One of the security guards, James Khobeni, is already late for work but it's the next morning he is really worried about.
"I'm a married man, I have kids. I'm scared in the morning when I come back from work because it's more dangerous then."
Cape Town's economy is suffering as a result of the perennial lateness of its workforce, but for the workers themselves the stress is personal.
"They give us warnings at our jobs when we're late," said Khobeni.
His commute means running a gauntlet of hazards.
If the criminals are not robbing them on trains, they are waiting for them on platforms. Recently, Khobeni was robbed at gunpoint with several other people at Belhar station.

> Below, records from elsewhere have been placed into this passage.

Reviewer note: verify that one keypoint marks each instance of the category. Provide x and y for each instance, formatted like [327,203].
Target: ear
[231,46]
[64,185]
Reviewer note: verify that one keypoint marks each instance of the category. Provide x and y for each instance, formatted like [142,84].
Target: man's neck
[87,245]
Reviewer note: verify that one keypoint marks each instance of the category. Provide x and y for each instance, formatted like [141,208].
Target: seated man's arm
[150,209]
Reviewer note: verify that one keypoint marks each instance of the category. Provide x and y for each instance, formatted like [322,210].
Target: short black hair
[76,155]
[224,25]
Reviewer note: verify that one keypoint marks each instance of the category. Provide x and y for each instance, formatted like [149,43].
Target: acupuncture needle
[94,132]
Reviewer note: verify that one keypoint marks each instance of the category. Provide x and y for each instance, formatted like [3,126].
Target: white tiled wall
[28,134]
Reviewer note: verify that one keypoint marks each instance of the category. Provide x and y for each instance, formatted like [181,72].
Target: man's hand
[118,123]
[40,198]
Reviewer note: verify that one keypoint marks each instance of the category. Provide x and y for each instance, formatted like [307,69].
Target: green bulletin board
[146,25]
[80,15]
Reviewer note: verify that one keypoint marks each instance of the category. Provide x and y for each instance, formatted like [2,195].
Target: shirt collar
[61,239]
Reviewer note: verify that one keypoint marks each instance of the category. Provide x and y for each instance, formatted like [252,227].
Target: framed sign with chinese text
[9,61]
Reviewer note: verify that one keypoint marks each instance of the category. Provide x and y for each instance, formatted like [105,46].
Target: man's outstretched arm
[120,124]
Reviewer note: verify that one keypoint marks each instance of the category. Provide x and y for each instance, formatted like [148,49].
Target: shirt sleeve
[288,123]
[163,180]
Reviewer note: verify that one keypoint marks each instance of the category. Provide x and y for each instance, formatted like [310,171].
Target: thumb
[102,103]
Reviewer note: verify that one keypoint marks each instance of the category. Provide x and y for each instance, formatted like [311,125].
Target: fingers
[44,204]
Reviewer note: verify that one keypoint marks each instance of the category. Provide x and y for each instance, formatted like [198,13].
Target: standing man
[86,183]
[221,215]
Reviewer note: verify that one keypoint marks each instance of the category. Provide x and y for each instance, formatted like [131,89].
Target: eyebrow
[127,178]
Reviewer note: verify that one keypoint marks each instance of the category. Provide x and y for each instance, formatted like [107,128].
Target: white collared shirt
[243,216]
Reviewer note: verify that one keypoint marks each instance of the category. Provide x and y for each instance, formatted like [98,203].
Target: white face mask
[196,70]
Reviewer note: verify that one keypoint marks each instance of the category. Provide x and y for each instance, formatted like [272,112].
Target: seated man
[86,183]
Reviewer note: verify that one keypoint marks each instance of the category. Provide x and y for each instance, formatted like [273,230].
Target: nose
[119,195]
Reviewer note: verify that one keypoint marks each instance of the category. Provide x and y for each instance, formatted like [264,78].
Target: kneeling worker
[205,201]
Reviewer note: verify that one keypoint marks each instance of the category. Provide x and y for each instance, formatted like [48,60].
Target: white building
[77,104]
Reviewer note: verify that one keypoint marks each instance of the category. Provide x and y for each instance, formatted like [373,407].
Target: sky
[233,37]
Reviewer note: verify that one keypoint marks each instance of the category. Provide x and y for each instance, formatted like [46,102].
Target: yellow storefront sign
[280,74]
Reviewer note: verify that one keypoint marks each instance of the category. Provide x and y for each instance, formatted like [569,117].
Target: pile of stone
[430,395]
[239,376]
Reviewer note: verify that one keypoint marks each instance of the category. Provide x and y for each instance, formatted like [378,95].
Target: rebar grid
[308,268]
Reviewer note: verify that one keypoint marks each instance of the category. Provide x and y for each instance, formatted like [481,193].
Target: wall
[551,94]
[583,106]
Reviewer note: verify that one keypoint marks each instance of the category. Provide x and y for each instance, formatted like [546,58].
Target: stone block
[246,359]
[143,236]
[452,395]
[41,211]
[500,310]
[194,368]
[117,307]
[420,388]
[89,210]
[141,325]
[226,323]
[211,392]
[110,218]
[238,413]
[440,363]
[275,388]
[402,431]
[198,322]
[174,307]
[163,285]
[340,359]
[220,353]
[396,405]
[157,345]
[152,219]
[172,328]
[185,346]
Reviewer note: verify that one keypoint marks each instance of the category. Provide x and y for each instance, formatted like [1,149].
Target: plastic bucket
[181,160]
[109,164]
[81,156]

"We were waiting for the train there, it was late, around 5pm, so these three guys they came to us. They robbed us with a gun," he said.
A chilling and relentless westerly wind blows right through the train. Plastic bags cling to the dry grass alongside the tracks. The remains of signalling equipment, now stripped of the copper wire inside, are being absorbed into a squatter camp growing quickly alongside and between the tracks.
Then the train stops. Electrical wires used to operate the points have been stolen and signal lights have been stripped of their bulbs and copper wire.
The driver needs to wait for the points to be changed manually, and signalling has been replaced by orders relayed by walkie-talkie or cellphone.
"We are very vulnerable now," said a Metrorail guard. "This is when criminals get onto the train and rob people."
Unmolested, the train moves again. Under every bridge, drug addicts sift through smouldering rubber. The remains of sleeves which housed 10cm-thick copper cable lie discarded. But the worst is still to come.
Netreg, between the neighbourhoods of Bonteheuwel and Valhalla Park, is "the most dangerous station in Cape Town", according to former Passenger Rail Agency of SA board member William Steenkamp.
Train driver Pieter Botha was killed here in July 2016 when gangsters shot him twice in the head while he was waiting for a train to take him home. Not far away, in the same week, a Metrorail guard was shot and killed while patrolling the railway service road.
According to an affidavit by United National Transport Union general secretary Steve Harris, there were 10 more incidents affecting train drivers in the seven months after those shootings.
When the train approaches the station, people sitting near the windows become restless. Teenagers and children living in shacks alongside the line often try to hit a hapless passenger with a well-aimed rock.
Everywhere there are signs of creeping decay that has left most of the central line looking like a bomb site.